Als Svend in Weltens halbdunklem, unfreundlichem Wartezimmer stand, mußte er so lebhaft an die furchtbare Wartezeit denken, die er hier an dem kritischsten Tag seines Lebens verbracht hatte, daß sein altes Herzklopfen, von dem die Jahre ihn geheilt hatten, plötzlich zurückkehrte.

Er ärgerte sich über sich selbst, nahm sich zusammen und dachte an Weltens Abschiedsworte von damals: Wenn Sie festen Grund unter den Füßen bekommen und das Leben kennen gelernt haben, wird es mir angenehm sein, Sie wiederzusehen – auch als Gegner.

Jetzt sollte es sich zeigen. –

Svend gab seine Karte ab.

Es dauerte nur einen Augenblick, dann kehrte der lautlose, immer flüsternde Diener zurück und öffnete ihm die Tür.

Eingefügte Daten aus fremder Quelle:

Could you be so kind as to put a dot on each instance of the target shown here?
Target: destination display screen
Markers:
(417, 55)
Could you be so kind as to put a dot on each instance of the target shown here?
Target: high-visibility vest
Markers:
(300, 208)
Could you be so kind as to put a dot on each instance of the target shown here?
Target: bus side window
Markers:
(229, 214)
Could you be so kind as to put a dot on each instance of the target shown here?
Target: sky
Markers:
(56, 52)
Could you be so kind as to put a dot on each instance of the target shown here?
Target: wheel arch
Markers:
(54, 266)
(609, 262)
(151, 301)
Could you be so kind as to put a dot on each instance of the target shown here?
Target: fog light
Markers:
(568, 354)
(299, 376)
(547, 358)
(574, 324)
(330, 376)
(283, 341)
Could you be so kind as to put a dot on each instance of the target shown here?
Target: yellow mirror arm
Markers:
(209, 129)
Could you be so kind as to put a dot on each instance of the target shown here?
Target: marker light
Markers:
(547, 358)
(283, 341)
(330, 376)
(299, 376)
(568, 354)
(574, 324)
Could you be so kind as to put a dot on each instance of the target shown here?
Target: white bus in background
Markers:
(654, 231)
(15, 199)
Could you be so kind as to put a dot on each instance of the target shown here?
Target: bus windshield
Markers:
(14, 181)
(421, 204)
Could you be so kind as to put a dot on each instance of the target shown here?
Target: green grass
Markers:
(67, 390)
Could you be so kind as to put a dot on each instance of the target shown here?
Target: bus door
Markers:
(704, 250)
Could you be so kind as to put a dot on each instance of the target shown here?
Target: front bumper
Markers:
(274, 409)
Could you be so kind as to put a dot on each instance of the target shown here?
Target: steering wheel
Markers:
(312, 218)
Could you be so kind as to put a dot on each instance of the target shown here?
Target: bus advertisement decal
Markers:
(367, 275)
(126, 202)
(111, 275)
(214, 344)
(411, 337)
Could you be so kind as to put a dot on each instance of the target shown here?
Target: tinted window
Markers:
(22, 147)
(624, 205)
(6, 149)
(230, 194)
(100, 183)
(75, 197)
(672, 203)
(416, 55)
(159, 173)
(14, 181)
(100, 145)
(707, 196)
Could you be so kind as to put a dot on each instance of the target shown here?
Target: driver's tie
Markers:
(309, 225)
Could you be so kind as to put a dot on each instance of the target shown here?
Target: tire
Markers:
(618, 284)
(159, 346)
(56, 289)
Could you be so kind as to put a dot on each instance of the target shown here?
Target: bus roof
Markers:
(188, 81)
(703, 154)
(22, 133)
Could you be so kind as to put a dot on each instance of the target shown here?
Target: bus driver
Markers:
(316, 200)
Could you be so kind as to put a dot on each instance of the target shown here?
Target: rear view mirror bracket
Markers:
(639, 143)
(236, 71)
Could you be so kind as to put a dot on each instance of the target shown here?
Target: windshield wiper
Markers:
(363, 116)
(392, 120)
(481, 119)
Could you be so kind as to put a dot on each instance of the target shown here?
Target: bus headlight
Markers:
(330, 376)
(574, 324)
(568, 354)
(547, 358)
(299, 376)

Dort hinten unter dem hohen Fenster saß Geheimrat Welten über seine Papiere gebeugt und schrieb. Es war so genau dasselbe Bild, das sich damals in Svends Bewußtsein eingebrannt hatte, daß er sein Herz abermals unruhig klopfen fühlte. Dann faßte er sich schnell und ging mit raschen Schritten auf den Schreibtisch zu, ohne darauf zu warten, daß Welten die Feder aus der Hand legen und ihn bitten würde näherzutreten.

Auf dem Wege dorthin sah er, daß der Geheimrat kleiner, vertrockneter, gleichsam eingeschrumpfter geworden war. Das Haar war über dem platten Nacken dünner und farbloser geworben. Welten blickte über die Lorgnette auf. Es war ein strenger Blick in den Metallaugen, als ob er sagen wolle: »Wer sind Sie, der Sie näher zu kommen wagen, bevor ich das Zeichen gegeben habe?« Svends Karte hatte nicht verraten, in welcher Angelegenheit er kam.

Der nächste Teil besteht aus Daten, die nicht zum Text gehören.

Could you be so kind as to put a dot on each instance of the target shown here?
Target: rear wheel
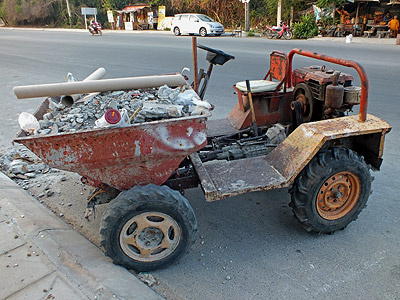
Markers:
(203, 31)
(288, 35)
(331, 191)
(177, 31)
(148, 227)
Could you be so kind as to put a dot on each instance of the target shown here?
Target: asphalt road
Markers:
(250, 247)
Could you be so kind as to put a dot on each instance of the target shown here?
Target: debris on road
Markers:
(147, 279)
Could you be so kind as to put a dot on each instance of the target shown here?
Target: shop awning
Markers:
(133, 8)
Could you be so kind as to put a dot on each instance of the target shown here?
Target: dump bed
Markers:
(121, 157)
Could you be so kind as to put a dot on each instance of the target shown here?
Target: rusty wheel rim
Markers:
(338, 195)
(150, 236)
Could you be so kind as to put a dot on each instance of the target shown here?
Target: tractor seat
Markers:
(258, 86)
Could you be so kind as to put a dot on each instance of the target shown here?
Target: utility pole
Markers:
(69, 12)
(246, 14)
(279, 13)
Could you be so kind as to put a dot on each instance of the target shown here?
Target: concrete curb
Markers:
(76, 267)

»Ich sehe, Herr Geheimrat, Sie erkennen mich nicht!« sagte er und nahm ohne weiteres auf dem Stuhl Platz, auf dem er schon einmal gesessen hatte.

Weltens Blick umspannte ihn, wie er es damals getan hatte. Dann schienen plötzlich seine Pupillen größer zu werden. Er legte die Feder aus der Hand und richtete sich höher auf.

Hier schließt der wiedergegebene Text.